US wholesalers slow restocking as sales weaken

AP Economics WriterJuly 10, 2014 

Wholesale Inventories

FILE - In this June 3, 2013 file photo, a worker loads empty cans onto the assembly line the Sly Fox Brewing Company in Pottstown, Pa. The Commerce Department reports, on Thursday, July 10, 2014, how much U.S. wholesale businesses adjusted stockpiles in May in response to their sales.

MATT ROURKE, FILE — AP Photo

— U.S. wholesale stockpiles rose in May at the weakest pace in five months as companies kept their supplies in line with slower sales.

Wholesale stockpiles grew 0.5 percent in May, the Commerce Department said Thursday, down from a 1 percent surge in April. Big gains in inventories of autos, lumber and metals drove the latest increase.

Sales at the wholesale level, meanwhile, rose 0.7 percent, down from 1.3 percent in April. Auto sales jumped 1.1 percent while sales of computers and electrical equipment fell.

The slower pace of sales and restocking suggests that consumer and business demand weakened a bit in May. But the figures also show that companies aren't building up large stockpiles, which can leave them with unsold goods if sales slow further.

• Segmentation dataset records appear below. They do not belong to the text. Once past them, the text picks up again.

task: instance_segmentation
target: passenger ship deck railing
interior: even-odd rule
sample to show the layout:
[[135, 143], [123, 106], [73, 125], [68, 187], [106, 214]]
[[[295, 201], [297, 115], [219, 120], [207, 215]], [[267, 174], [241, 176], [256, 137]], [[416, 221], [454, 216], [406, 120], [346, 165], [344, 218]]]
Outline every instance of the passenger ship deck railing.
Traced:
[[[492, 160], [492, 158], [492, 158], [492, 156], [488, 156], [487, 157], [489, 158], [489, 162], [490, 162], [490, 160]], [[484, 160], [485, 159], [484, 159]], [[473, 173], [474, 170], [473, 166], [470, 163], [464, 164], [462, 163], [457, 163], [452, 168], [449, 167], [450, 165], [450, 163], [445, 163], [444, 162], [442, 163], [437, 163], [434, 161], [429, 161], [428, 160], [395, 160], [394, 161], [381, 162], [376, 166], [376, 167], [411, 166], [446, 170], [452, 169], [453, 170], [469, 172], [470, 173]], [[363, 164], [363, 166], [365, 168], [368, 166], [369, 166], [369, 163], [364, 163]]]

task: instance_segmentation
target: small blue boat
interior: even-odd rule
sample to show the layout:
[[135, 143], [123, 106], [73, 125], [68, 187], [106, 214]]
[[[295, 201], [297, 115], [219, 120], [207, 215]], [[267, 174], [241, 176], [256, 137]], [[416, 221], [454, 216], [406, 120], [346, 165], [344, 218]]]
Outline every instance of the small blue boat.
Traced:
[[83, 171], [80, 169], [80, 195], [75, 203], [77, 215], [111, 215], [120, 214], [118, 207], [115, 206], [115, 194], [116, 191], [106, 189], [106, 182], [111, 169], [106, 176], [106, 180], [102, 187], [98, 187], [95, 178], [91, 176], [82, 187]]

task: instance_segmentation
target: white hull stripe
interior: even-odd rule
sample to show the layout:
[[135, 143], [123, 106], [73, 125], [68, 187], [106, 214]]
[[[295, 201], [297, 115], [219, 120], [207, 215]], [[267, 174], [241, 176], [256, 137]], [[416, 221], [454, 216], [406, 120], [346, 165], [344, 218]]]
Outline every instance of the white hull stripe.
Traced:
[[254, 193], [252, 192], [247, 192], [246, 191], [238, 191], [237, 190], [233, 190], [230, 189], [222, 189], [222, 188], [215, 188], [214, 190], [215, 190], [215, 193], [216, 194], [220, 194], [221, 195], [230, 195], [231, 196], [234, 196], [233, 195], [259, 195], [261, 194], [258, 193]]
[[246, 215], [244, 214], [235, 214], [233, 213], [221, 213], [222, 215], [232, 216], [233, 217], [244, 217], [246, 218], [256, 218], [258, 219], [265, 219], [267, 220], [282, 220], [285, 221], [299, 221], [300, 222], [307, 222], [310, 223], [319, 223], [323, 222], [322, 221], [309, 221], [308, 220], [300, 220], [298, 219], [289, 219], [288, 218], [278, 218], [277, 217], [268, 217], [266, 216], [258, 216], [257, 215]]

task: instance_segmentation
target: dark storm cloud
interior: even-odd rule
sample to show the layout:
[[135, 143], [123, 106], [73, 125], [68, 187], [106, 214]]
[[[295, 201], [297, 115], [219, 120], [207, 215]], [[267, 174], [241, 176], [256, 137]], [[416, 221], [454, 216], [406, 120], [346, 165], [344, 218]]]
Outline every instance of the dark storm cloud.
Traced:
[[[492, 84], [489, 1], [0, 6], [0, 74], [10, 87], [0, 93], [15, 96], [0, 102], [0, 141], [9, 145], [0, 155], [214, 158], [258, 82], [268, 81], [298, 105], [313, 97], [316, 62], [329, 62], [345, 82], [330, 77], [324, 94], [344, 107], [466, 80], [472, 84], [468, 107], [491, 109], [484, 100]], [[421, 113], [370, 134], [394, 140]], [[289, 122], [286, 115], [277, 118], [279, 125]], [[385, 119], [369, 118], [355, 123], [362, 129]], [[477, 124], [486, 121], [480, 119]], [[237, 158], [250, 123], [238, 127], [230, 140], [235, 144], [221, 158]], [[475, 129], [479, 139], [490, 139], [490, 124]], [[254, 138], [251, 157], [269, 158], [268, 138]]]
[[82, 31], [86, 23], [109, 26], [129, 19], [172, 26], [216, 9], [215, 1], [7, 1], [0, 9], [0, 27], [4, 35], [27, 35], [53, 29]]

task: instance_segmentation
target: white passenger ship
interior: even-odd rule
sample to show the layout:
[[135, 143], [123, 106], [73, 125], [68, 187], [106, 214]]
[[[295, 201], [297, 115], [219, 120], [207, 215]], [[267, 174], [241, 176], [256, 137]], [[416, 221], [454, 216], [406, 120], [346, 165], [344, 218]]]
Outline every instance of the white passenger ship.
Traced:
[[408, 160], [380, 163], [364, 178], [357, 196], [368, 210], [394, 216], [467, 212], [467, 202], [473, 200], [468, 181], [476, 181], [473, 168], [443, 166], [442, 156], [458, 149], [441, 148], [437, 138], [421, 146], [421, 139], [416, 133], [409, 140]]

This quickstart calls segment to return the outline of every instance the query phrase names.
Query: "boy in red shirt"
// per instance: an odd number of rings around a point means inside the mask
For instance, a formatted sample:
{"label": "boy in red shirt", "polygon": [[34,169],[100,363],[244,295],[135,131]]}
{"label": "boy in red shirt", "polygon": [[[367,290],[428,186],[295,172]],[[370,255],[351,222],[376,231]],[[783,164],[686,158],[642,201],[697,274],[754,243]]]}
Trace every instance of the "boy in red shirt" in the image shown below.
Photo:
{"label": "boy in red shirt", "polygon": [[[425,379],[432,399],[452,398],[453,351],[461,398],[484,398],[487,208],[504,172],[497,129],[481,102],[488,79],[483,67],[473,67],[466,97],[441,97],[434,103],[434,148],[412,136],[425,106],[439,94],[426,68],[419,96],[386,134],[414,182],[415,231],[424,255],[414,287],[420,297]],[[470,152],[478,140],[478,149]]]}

And May's increase in inventories can contribute to economic growth because it means more orders of factory goods, which boosts manufacturing output.

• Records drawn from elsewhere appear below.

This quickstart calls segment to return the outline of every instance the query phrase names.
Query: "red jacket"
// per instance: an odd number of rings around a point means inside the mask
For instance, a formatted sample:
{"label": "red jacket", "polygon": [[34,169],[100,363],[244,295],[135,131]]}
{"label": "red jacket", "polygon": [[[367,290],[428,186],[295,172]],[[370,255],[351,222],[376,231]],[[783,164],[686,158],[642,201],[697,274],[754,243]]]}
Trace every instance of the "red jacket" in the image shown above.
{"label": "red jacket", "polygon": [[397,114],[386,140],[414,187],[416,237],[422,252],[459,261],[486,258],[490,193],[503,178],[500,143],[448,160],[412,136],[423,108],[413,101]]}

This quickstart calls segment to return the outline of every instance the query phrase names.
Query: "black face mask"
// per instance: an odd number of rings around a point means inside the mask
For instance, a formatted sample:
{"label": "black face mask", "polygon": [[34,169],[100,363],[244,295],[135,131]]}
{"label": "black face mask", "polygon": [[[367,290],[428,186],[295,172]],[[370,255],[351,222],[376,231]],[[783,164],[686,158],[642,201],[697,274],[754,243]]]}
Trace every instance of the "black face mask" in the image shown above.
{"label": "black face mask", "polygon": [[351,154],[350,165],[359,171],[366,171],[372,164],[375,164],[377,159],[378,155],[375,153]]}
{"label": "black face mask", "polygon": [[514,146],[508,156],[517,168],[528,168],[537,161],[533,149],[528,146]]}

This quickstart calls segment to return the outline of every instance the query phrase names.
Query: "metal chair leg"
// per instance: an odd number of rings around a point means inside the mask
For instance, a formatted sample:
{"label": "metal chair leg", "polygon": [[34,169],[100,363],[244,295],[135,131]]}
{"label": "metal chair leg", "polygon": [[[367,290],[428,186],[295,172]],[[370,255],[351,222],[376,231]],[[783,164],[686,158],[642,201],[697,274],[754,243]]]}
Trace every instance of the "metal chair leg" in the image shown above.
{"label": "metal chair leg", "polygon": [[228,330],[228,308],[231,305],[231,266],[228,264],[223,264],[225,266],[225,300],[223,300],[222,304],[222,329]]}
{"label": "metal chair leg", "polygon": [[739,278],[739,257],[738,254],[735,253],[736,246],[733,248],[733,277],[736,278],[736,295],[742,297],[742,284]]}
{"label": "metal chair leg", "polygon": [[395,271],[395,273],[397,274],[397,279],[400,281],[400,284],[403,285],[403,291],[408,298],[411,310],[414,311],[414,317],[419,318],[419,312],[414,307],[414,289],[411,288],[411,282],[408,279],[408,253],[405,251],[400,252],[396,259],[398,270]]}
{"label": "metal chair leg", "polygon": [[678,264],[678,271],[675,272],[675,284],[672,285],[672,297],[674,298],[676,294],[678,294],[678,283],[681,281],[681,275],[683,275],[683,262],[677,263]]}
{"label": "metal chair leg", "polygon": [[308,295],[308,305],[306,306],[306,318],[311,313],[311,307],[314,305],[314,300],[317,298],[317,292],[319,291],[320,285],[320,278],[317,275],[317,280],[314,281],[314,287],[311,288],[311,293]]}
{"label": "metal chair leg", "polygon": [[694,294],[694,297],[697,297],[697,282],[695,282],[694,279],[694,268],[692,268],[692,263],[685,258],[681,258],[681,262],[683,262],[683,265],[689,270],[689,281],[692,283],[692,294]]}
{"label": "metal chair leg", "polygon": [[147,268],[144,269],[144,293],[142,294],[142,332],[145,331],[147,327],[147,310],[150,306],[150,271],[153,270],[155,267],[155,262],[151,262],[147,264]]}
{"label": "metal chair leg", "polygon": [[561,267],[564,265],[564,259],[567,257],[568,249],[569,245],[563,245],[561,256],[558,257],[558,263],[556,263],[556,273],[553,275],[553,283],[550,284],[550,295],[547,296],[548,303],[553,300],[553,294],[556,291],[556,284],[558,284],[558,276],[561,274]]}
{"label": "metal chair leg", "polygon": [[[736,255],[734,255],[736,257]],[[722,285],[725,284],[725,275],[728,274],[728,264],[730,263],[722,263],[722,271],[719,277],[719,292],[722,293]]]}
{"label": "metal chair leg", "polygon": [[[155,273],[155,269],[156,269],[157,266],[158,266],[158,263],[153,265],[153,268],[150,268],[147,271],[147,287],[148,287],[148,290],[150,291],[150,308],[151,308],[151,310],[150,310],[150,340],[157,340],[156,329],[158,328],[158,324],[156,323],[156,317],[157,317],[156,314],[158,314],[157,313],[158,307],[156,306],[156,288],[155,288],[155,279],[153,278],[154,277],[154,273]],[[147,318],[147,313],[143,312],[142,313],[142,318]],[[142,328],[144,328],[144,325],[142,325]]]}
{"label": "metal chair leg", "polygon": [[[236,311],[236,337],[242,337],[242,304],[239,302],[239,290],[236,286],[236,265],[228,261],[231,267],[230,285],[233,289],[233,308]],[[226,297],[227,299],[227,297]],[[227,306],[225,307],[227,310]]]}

Thursday's report covers inventories held at the wholesale level. Next week, the government will detail inventories at the manufacturing and retail levels.

Businesses sharply cut back on restocking in the first three months of the year, a big reason the economy shrank at a 2.9 percent annual rate. That was the largest contraction since the first quarter of 2009, in the depths of the recession.

But companies are now restocking their shelves and warehouses at a faster pace, which should boost growth. Total business inventories rose 0.6 percent in April, the biggest gain in 6 months.

Harsh winter weather in the first quarter shut down factories, disrupted shipping and lowered auto and home sales. Most economists expect warmer weather will help the economy grow again in the second quarter, at about a 2.5 percent to 3 percent annual rate.